Gary Neptune, now 71, still owns what may be the best collection of climbing relics and memorabilia on the planet. Once proudly on display in the store, it’s currently stored away in boxes. The collection includes gear dating back to the 1800s, photos, news clippings, and some of Neptune’s favorite items: the down suit that Peter Habeler wore on his historic 1978 ascent of Everest (the first without bottled oxygen), a boot and crampon from Sir Edmund Hillary’s 1953 Everest climb, and the end of his friend Malcom Daly’s frostbitten toe swimming in a jar of formaldehyde.
The Dunbars, who shared a celebratory dinner with Neptune on Friday night after the deal was signed, intend to bring back the museum. “It will be different, though,” says new co-owner Shelley Dunbar. “We want people to come into the store and explore. We plan to scatter different displays throughout the space, so customers will discover them as they wander around and shop.”
And that’s not all they will bring back. The Dunbars’ dream is to recreate the energy and vibe of the old days, when Neptune was the type of store that climbers congregated in. Of course, there will be a total renovation (long overdue). There will be a new bouldering wall, a robust calendar of community events ranging from slideshows to gear workshops to kids’ programs, and shelves stocked with must-have gear.

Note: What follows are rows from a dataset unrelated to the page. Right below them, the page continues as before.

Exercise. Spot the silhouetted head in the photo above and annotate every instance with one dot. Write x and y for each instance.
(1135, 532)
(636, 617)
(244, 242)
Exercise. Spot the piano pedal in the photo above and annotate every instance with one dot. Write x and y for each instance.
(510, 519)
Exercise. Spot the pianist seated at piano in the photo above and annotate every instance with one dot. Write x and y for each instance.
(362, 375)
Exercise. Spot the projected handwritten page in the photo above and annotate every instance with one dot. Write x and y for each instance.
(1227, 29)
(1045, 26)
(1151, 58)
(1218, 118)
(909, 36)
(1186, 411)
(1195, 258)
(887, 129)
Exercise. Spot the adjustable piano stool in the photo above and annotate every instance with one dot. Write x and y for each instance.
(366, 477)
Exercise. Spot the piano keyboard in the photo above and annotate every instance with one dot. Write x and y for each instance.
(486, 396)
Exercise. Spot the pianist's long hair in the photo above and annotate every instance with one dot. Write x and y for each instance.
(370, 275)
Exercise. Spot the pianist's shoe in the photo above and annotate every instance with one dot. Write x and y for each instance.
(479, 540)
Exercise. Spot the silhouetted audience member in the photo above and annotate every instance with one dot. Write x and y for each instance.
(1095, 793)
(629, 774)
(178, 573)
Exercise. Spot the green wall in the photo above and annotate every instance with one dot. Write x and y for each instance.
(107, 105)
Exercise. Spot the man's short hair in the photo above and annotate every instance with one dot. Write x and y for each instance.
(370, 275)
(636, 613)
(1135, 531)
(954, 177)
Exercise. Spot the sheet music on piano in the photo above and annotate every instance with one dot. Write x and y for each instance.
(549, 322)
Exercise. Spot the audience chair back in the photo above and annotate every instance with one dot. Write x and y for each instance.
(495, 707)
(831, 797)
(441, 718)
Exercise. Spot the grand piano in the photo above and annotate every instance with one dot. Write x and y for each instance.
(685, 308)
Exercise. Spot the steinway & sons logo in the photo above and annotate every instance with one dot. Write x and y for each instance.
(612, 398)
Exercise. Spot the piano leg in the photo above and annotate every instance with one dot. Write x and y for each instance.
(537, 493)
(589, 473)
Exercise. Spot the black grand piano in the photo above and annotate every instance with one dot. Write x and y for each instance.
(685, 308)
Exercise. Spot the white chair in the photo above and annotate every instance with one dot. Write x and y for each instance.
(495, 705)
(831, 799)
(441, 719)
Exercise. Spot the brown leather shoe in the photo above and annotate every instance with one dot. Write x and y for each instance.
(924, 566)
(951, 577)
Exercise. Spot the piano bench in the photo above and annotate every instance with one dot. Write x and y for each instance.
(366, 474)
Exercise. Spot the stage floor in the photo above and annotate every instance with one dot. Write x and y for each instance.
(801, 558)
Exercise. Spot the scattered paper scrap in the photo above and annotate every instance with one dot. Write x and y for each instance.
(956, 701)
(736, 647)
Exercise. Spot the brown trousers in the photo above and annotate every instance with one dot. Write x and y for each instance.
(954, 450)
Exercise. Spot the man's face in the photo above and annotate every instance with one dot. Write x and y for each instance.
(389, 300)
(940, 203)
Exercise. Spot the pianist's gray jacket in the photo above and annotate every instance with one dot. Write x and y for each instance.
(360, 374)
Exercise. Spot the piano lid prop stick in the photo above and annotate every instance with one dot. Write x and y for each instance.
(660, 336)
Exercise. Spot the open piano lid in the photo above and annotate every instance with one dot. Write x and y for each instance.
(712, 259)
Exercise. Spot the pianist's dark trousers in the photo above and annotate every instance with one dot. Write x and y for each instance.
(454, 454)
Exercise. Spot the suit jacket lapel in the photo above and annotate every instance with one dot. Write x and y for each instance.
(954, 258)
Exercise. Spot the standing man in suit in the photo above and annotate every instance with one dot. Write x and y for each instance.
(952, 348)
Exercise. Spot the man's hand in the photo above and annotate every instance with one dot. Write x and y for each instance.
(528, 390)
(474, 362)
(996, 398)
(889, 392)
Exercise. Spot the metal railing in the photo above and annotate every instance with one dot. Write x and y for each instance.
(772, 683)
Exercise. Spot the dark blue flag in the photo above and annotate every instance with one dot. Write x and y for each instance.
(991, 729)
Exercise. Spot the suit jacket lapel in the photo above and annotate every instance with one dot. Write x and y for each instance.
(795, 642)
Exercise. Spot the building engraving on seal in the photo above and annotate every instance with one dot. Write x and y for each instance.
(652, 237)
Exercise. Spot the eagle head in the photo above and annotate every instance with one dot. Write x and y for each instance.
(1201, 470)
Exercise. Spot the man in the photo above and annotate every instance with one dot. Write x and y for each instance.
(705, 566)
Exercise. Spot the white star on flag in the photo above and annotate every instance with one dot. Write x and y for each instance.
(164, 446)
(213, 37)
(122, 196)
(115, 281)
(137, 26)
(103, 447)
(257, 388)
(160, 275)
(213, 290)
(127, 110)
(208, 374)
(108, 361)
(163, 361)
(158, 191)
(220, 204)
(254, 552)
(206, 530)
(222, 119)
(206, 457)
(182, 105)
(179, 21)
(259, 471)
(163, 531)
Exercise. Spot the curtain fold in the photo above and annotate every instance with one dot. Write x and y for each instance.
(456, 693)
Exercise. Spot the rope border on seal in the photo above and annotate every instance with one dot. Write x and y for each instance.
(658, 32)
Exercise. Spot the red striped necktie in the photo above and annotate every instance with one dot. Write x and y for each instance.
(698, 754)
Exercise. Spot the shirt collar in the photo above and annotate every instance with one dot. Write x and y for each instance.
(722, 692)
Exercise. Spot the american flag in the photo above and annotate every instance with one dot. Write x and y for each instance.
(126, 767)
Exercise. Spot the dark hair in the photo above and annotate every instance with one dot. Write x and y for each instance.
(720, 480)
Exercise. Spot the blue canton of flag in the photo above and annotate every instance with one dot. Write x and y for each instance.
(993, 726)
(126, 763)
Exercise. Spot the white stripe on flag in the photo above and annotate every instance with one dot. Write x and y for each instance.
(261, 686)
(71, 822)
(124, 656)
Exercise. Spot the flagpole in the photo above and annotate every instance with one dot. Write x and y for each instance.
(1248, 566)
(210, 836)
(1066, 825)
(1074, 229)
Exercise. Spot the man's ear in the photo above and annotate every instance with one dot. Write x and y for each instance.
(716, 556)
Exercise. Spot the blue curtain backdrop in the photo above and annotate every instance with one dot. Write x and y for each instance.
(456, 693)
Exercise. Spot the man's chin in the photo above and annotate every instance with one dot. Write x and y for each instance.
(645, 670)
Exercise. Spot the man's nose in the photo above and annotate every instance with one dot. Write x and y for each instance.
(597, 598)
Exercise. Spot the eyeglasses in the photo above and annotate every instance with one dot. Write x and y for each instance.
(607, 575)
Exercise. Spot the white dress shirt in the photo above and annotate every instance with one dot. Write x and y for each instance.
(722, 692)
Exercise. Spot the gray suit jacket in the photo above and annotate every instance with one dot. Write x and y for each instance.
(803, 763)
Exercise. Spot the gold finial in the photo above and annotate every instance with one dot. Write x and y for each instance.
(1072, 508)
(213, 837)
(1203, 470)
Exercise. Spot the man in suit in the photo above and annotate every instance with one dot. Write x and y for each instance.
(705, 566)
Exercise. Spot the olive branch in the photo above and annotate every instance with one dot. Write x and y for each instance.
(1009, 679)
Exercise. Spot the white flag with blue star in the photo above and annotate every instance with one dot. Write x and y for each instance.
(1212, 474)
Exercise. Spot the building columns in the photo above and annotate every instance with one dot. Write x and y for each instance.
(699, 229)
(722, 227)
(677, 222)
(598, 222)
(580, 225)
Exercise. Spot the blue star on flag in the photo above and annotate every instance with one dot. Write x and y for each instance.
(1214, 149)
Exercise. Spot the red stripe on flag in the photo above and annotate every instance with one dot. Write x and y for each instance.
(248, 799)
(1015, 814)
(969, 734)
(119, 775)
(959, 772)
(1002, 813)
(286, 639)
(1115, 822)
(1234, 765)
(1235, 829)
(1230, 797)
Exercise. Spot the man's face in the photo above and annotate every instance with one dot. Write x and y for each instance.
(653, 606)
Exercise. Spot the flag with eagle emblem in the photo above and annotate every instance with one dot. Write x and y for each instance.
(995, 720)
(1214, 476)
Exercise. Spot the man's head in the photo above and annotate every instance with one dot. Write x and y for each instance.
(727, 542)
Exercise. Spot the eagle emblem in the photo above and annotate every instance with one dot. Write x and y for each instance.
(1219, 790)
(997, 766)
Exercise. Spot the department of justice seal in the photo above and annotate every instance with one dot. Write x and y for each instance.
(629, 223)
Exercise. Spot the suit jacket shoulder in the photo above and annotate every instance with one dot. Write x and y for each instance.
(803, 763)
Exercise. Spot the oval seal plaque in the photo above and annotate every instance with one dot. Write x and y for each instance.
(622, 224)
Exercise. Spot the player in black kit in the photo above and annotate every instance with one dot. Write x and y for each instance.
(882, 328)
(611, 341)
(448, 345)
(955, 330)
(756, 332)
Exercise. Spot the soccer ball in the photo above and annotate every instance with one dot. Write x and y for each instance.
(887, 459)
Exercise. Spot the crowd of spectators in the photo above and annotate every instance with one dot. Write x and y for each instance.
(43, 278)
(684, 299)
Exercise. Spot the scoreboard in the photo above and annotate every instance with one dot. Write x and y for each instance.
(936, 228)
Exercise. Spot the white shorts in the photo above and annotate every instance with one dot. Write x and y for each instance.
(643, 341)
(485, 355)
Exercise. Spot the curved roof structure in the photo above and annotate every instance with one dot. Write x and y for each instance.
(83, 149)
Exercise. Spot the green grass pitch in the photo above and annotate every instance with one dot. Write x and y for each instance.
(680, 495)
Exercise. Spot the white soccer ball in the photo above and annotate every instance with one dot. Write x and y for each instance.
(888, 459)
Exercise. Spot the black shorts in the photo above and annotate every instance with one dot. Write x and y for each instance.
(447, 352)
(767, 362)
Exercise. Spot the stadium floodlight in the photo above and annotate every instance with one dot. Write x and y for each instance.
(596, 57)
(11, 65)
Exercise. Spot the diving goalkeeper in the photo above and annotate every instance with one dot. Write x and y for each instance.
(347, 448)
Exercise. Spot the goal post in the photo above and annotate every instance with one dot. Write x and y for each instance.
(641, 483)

“I really hope the new owners will kickstart the Thursday night presentations, which can range from how to pack your backpack to climbing a Colorado 14er, to hosting famous climbers talking about Everest,” says long-time patron and climber Jordan Campbell. “Despite there being low levels of inventory [right now], I will be patronizing the store in the days and weeks ahead just on principle. Neptune’s has given a lot to Boulder, and to me.”
Gary Neptune is excited for his namesake store’s next chapter. “Jen [Mull] had her heart in the right place,” he says. “But she was buried with all her other stores and she couldn’t get into this one like she should have. Shelley and Andrew are local climbers and skiers—just like me—and that will bring authenticity back to the shop.”
Neptune also points out that the Dunbars’ intimacy with the vendor side of the outdoor industry, after having successfully run Sea to Summit for 19 years, will be a huge advantage for them. “They understand the back side of things,” he says. “And they’re coming into this with eyes wide open.”
The staff stoke at Neptune
Since word of the sale, spirits are high at Neptune. “There’s an incredible amount of energy in the place now,” says Malcolm Daly, long-time industry veteran and founder of Great Trango Holdings who has been working part time in the store for about three years now out of pure loyalty.
“The employees are dreaming about what [Neptune] 3.0 is going to look like, customers are coming in every few days for the update, and the amount of community support for the store is nothing but humbling.”
People like Daly, who believe in the store’s local community and know what a vibrant, vital place it can be for an outdoor mecca like Boulder, just might prove to be Neptune’s greatest asset.
That, and new owners who part of that community. On Friday evening, after the Dunbars closed the deal, Andrew swung by the store to high-five his skeleton staff.
“There were only three of us working the floor and we were actually jamming hard in the rental department,” says Daly. “Without hesitating, Andrew jumped in and started helping a customer with mountaineering boots. That’s the best kind of owner we can have.”